Democrats – some who are close to Clinton, have been close to Clinton or want to be close to Clinton – are willing to talk about it, even if very few people besides the former secretary of state are familiar with her thinking.
This variable has made the when-will-she-announce question a moving target for reporters this fall.
Most recently, Politico reported Wednesday that Clinton is not expected to form an exploratory committee “until well after January 1” and that her “speech schedule indicates 2016 announcement may be months away.”
This comes shortly after organizers announced last week that Clinton has added a number of seemingly paid speeches to her calendar, including two in Canada for late January and one in Silicon Valley in February. It’s unlikely that Clinton would announce her candidacy before or during the midst of those paid speeches.
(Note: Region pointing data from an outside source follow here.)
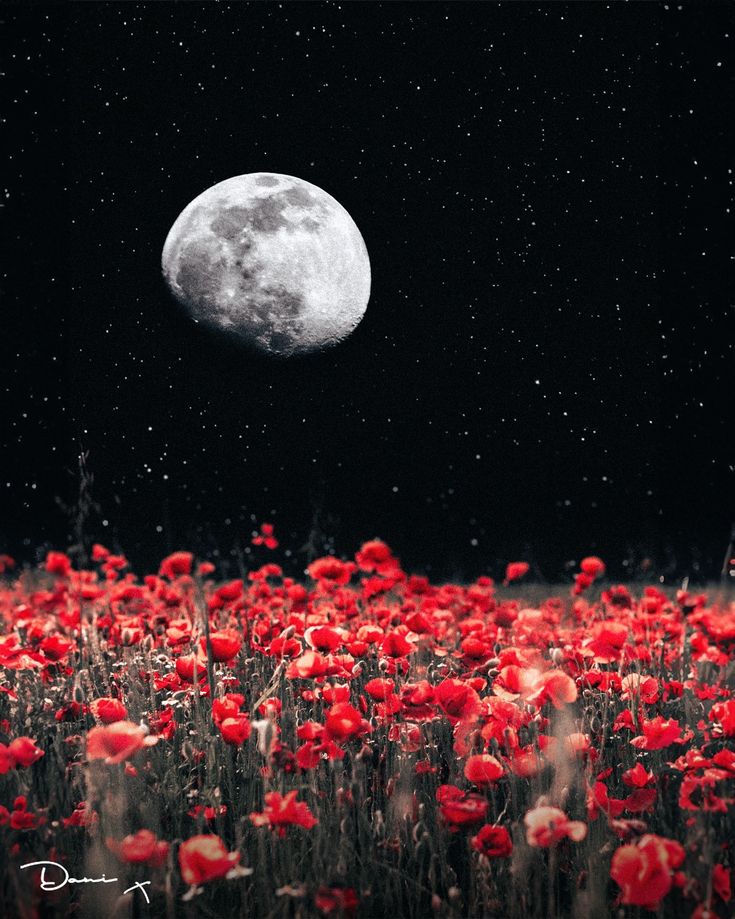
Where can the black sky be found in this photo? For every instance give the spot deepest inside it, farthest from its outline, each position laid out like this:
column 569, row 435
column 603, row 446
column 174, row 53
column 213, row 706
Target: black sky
column 545, row 192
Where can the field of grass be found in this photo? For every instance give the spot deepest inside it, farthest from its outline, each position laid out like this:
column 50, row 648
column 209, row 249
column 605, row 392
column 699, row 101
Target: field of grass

Here’s a sampling of reports from the moving target that is Clinton’s announcement date:
The New York Times, Nov. 6: Midterms, for Clinton Team, Aren’t All Gloom - “Over the past few days, a consensus formed among those close to Mrs. Clinton that it is time to accelerate her schedule …”
The Hill, Nov. 12: Clinton in no hurry to announce 2016 plans - “Sources in Clinton World say while there’s been some chatter about an earlier-than-expected announcement, given the Democratic midterm thumping, Clinton is likely to stick to the timeline of making her plans known early next year.”
NBC News, Nov. 17: Democrats Ready for Post-Holiday Clinton Announcement - “Hillary Clinton is expected to announce in January that she will run for president, Democratic sources say. … She is expected to begin preparation for a campaign over the next two months.”
And CNN has received similar reports from inside Clinton’s circle.
Some sources tell CNN that if Clinton runs – many still include this caveat – her announcement will come in January 2015, much like she declared in January 2007 for her 2008 run. Others have said, however, that the former secretary of state is likely to wait later into the cycle to declare because there is no upside to getting in early.
“If she hasn’t said no by January, it will be a sign she is running,” said one former Clinton aide at last month’s Ready for Hillary strategy session in New York, suggesting that if she had plans to get out of the race she would want to give Democrats enough time to ready other candidates.
“I think she has the time as she makes her decision,” said Stephanie Schriock, head of Emily’s List and a woman reportedly on the shortlist to be Clinton’s campaign manager.
Clinton has also given an array of answers on the issue.
In Ottawa in October Clinton said that she will “think hard about it in a way you make a decision until after these elections,” referring to the midterms. Earlier in the year, Clinton said she would make her decision “after the first of the year.”